Sampling Ex-Post Group-Fair Rankings
This addresses fairness in rankings for applications like search engines, offering a novel approach to ensure group representation under constraints, though it is incremental in building on prior randomized ranking methods.
The paper tackles the problem of generating randomized group-fair rankings that satisfy representation bounds in top-k positions, proposing algorithms for exact and approximate sampling with improved efficiency and empirical performance on real-world datasets.

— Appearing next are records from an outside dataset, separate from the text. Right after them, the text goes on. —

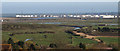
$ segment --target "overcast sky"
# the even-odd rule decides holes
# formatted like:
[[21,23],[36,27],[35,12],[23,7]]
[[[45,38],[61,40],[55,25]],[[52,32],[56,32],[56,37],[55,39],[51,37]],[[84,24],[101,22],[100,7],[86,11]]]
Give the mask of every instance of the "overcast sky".
[[1,0],[2,2],[118,2],[120,0]]

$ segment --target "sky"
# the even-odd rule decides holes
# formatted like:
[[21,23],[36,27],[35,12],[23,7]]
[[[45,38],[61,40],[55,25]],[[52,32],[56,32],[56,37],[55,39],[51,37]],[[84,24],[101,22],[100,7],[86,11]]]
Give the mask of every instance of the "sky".
[[2,2],[118,2],[120,0],[1,0]]

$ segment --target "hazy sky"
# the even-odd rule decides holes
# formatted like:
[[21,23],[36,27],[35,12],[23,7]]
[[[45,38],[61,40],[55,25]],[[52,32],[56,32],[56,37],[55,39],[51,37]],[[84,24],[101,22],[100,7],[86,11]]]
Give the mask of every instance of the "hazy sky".
[[120,0],[1,0],[2,2],[118,2]]
[[117,2],[5,2],[3,13],[117,12]]

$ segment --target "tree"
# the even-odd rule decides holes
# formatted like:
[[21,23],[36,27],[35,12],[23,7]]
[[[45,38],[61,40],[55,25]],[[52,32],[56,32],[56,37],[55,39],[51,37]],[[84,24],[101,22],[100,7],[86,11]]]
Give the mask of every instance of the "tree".
[[82,49],[85,49],[85,48],[86,48],[85,45],[82,44],[82,43],[79,44],[79,47],[82,48]]
[[9,39],[8,39],[8,44],[11,44],[11,45],[13,45],[13,44],[14,44],[14,42],[13,42],[13,39],[12,39],[12,38],[9,38]]
[[52,44],[49,45],[49,47],[51,47],[51,48],[57,48],[57,45],[52,43]]
[[18,41],[17,44],[22,48],[24,47],[24,42],[23,41]]
[[35,46],[33,44],[30,45],[29,50],[35,50]]
[[101,31],[101,28],[100,28],[100,27],[98,27],[98,31]]
[[110,31],[110,28],[109,28],[109,27],[103,27],[103,28],[102,28],[102,31],[103,31],[103,32],[109,32],[109,31]]

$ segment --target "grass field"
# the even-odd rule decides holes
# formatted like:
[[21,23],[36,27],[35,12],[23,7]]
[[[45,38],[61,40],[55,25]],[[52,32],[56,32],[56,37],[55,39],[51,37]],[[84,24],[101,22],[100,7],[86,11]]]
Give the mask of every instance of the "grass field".
[[[41,22],[42,20],[38,21]],[[53,22],[54,20],[43,20],[42,22]],[[57,22],[68,22],[67,24],[37,24],[38,22],[18,22],[15,24],[6,23],[3,24],[3,31],[2,31],[2,40],[7,41],[9,37],[11,37],[14,41],[25,41],[26,39],[32,39],[32,41],[38,45],[49,46],[50,43],[55,43],[59,45],[59,48],[65,48],[64,46],[71,44],[72,46],[78,46],[79,43],[83,44],[98,44],[98,42],[80,38],[80,36],[73,36],[69,33],[66,33],[66,30],[73,30],[73,27],[64,27],[58,25],[92,25],[90,23],[116,23],[115,20],[57,20]],[[107,22],[108,21],[108,22]],[[54,21],[55,22],[55,21]],[[33,24],[29,24],[33,23]],[[85,24],[83,24],[85,23]],[[93,26],[96,28],[96,26]],[[109,26],[112,28],[116,28],[117,26]],[[35,33],[35,34],[25,34],[24,32],[39,32],[39,31],[52,31],[55,33]],[[15,34],[14,36],[9,36],[11,33],[22,33],[22,34]],[[47,36],[47,38],[44,37]],[[69,37],[73,37],[70,39]],[[106,44],[116,44],[118,43],[118,38],[116,37],[97,37],[97,39],[103,40]],[[7,43],[7,42],[5,42]],[[90,45],[88,45],[90,46]]]

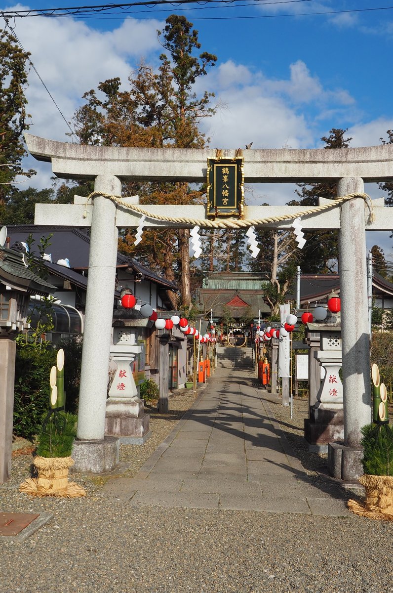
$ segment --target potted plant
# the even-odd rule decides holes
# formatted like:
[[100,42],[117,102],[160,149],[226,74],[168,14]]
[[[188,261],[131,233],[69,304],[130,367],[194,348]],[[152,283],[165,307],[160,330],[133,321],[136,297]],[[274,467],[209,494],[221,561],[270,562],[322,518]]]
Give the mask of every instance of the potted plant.
[[38,477],[28,478],[20,486],[21,492],[35,496],[84,496],[84,488],[68,482],[68,471],[74,465],[71,457],[76,436],[77,417],[64,411],[63,388],[64,353],[59,350],[57,366],[50,372],[51,407],[43,416],[37,435],[39,445],[33,465]]
[[373,365],[372,379],[373,422],[363,427],[360,441],[364,474],[359,482],[366,496],[363,503],[349,500],[348,507],[370,519],[393,521],[393,426],[389,424],[386,390],[379,382],[376,365]]

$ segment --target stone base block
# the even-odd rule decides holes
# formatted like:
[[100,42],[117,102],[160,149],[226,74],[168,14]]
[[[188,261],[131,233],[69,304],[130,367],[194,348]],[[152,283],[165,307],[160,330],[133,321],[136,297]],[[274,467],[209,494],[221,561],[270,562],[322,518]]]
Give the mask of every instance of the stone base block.
[[345,482],[356,482],[363,474],[362,447],[350,447],[340,442],[329,443],[328,467],[333,477]]
[[149,431],[143,436],[119,436],[120,445],[144,445],[151,436],[152,431]]
[[334,408],[327,408],[323,404],[317,407],[317,405],[310,407],[310,420],[312,422],[318,424],[344,424],[344,410],[343,406]]
[[114,436],[105,436],[102,441],[75,441],[71,454],[75,463],[70,471],[111,471],[119,464],[119,439]]
[[304,421],[304,438],[309,445],[324,446],[326,451],[329,442],[344,438],[344,425],[317,423],[307,418]]
[[[107,412],[105,419],[105,433],[122,438],[143,439],[150,431],[150,415],[142,413],[136,417],[129,415],[112,415]],[[146,439],[145,439],[146,440]],[[122,440],[122,442],[126,442]],[[140,442],[140,444],[143,444]],[[138,443],[129,443],[137,444]]]

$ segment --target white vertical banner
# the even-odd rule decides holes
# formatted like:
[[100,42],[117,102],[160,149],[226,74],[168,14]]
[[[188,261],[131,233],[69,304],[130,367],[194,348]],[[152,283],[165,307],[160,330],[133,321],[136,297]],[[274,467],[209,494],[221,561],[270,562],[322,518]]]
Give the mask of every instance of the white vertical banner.
[[[284,327],[286,318],[290,313],[290,305],[280,305],[280,321]],[[289,336],[280,336],[279,338],[279,368],[278,376],[289,377]]]

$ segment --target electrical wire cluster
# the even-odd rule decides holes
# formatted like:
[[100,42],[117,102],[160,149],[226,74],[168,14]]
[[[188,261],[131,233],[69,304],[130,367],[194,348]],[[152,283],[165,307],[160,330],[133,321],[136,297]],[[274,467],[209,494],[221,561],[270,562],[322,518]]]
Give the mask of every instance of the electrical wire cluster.
[[[251,2],[242,2],[239,0],[154,0],[152,2],[134,2],[121,4],[97,4],[92,6],[63,7],[54,8],[28,8],[23,10],[0,11],[0,16],[3,18],[25,18],[27,17],[72,17],[72,18],[105,18],[108,15],[122,15],[122,18],[127,14],[135,14],[136,11],[133,9],[136,7],[145,7],[149,9],[149,12],[159,12],[155,9],[159,6],[174,7],[184,7],[187,5],[194,5],[192,9],[202,10],[210,8],[228,8],[228,7],[242,7],[247,6],[258,6],[263,8],[265,6],[277,4],[300,4],[305,2],[313,2],[314,0],[251,0]],[[187,9],[183,8],[183,10]],[[228,20],[231,18],[280,18],[289,17],[306,17],[317,15],[330,15],[335,14],[344,14],[354,12],[369,12],[376,11],[386,11],[393,9],[393,6],[372,7],[368,8],[349,8],[343,10],[324,10],[320,11],[305,11],[298,13],[254,14],[249,16],[236,17],[206,17],[194,18],[194,20]],[[91,17],[91,15],[95,15]]]

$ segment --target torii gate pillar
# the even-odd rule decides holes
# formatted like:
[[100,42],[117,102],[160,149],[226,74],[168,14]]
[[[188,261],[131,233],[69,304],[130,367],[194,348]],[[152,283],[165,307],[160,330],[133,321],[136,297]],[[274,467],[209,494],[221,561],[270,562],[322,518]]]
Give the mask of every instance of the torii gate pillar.
[[[363,193],[360,177],[337,183],[337,196]],[[353,481],[362,474],[360,429],[371,422],[370,335],[367,298],[365,207],[362,199],[342,205],[338,233],[340,296],[344,398],[344,446],[329,445],[329,466],[336,477]]]
[[[122,182],[114,175],[98,175],[94,191],[120,195]],[[99,473],[110,471],[119,461],[119,439],[104,436],[119,231],[116,204],[97,196],[94,205],[77,440],[72,457],[78,470]]]

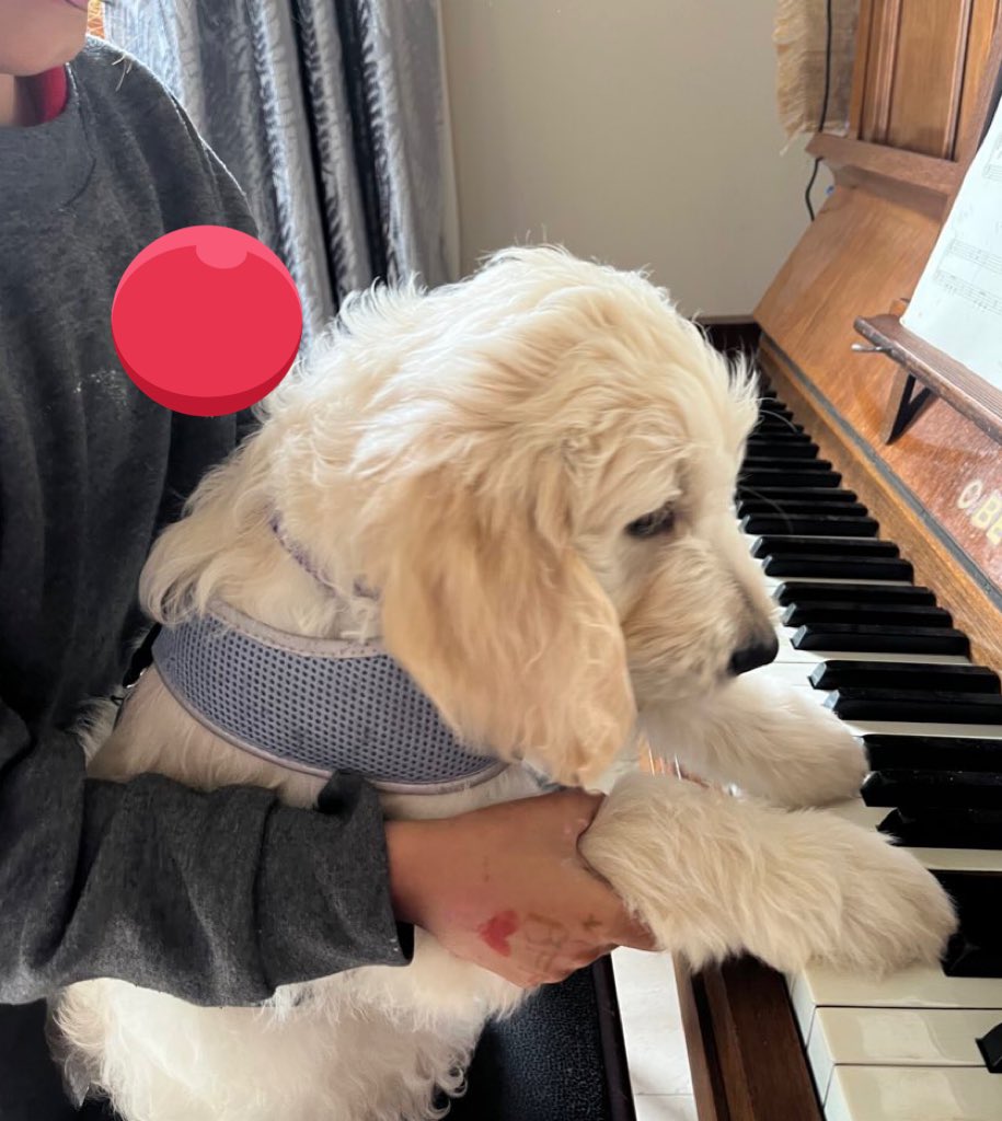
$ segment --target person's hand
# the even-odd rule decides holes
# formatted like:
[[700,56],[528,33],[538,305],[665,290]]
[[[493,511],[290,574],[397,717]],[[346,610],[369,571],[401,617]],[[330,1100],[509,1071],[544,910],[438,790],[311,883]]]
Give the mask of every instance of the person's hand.
[[387,823],[397,917],[527,988],[560,981],[614,946],[653,948],[577,851],[601,803],[562,790],[442,821]]

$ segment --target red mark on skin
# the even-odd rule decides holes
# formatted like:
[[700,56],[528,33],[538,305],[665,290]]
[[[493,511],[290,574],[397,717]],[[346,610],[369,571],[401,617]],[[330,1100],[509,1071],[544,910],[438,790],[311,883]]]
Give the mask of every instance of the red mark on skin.
[[494,915],[486,923],[479,926],[476,933],[495,954],[500,954],[502,957],[510,957],[511,946],[508,945],[508,939],[518,928],[519,920],[516,912],[501,911],[500,915]]

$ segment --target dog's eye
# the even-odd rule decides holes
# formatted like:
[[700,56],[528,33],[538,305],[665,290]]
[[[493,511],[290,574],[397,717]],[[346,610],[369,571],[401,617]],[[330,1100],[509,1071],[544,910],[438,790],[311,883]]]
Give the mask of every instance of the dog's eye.
[[627,526],[627,532],[631,537],[657,537],[659,534],[670,534],[674,528],[675,510],[670,506],[662,506],[660,510],[631,521]]

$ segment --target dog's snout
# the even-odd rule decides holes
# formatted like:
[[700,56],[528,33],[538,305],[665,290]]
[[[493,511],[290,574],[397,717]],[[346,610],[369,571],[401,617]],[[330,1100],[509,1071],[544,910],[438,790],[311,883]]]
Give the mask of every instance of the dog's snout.
[[768,666],[776,660],[779,654],[779,641],[774,634],[758,639],[750,646],[742,647],[731,655],[730,670],[737,677],[739,674],[746,674],[750,669],[758,669],[759,666]]

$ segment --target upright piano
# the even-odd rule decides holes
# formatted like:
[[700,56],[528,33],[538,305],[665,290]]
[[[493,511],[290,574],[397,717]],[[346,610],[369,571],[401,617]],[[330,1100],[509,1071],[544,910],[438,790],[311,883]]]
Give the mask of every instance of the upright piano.
[[1002,1121],[1002,395],[900,323],[1000,89],[1000,0],[862,0],[848,133],[808,146],[834,189],[755,312],[739,493],[772,671],[870,753],[836,812],[909,845],[961,934],[881,982],[678,963],[701,1121]]

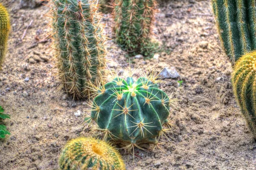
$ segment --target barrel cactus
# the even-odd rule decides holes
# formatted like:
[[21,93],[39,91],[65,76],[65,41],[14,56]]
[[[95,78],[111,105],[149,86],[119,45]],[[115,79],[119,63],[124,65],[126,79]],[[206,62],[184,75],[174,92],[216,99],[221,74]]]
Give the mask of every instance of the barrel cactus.
[[135,81],[132,75],[116,75],[99,88],[91,115],[85,118],[96,121],[104,139],[129,151],[143,149],[142,144],[157,146],[160,136],[166,136],[172,128],[168,117],[173,101],[158,88],[157,76],[151,74]]
[[256,138],[256,51],[236,62],[232,75],[234,93],[247,124]]
[[119,152],[105,141],[80,138],[69,141],[60,156],[61,170],[125,170]]
[[151,40],[155,0],[115,0],[113,16],[116,41],[131,55],[152,57],[157,44]]
[[9,14],[6,9],[0,3],[0,69],[6,52],[7,40],[10,29]]
[[220,39],[234,64],[241,56],[256,49],[256,1],[212,0]]
[[52,37],[58,75],[73,98],[90,96],[103,74],[102,28],[95,0],[51,0]]

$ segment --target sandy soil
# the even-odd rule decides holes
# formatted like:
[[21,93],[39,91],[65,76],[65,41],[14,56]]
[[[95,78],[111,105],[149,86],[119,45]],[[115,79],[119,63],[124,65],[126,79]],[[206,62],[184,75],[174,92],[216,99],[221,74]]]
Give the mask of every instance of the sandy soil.
[[[50,20],[44,16],[47,7],[20,9],[17,1],[0,0],[12,26],[0,72],[0,104],[11,115],[4,121],[11,135],[0,141],[0,169],[57,170],[67,141],[91,135],[81,126],[82,117],[74,115],[88,109],[87,101],[73,101],[57,90],[57,70],[47,49],[51,43],[46,39],[50,31]],[[256,144],[233,95],[231,67],[220,47],[209,1],[160,2],[154,33],[166,52],[158,60],[134,59],[132,66],[158,71],[175,66],[180,78],[160,86],[182,100],[172,110],[177,127],[167,134],[171,142],[161,139],[164,152],[137,150],[134,165],[132,156],[121,151],[128,170],[256,169]],[[110,14],[105,15],[102,22],[111,26]],[[111,30],[105,32],[111,35]],[[111,40],[107,45],[116,46]],[[110,67],[128,68],[125,52],[108,50]]]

Randomized rankings have been of recent interest to achieve ex-ante fairer exposure and better robustness than deterministic rankings. We propose a set of natural axioms for randomized group-fair rankings and prove that there exists a unique distribution $D$ that satisfies our axioms and is supported only over ex-post group-fair rankings, i.e., rankings that satisfy given lower and upper bounds on group-wise representation in the top-$k$ ranks. Our problem formulation works even when there is implicit bias, incomplete relevance information, or only ordinal ranking is available instead of relevance scores or utility values. We propose two algorithms to sample a random group-fair ranking from the distribution $D$ mentioned above. Our first dynamic programming-based algorithm samples ex-post group-fair rankings uniformly at random in time $O(k^2\ell)$, where $\ell$ is the number of groups. Our second random walk-based algorithm samples ex-post group-fair rankings from a distribution $δ$-close to $D$ in total variation distance and has expected running time $O^*(k^2\ell^2)$, when there is a sufficient gap between the given upper and lower bounds on the group-wise representation. The former does exact sampling, but the latter runs significantly faster on real-world data sets for larger values of $k$. We give empirical evidence that our algorithms compare favorably against recent baselines for fairness and ranking utility on real-world data sets.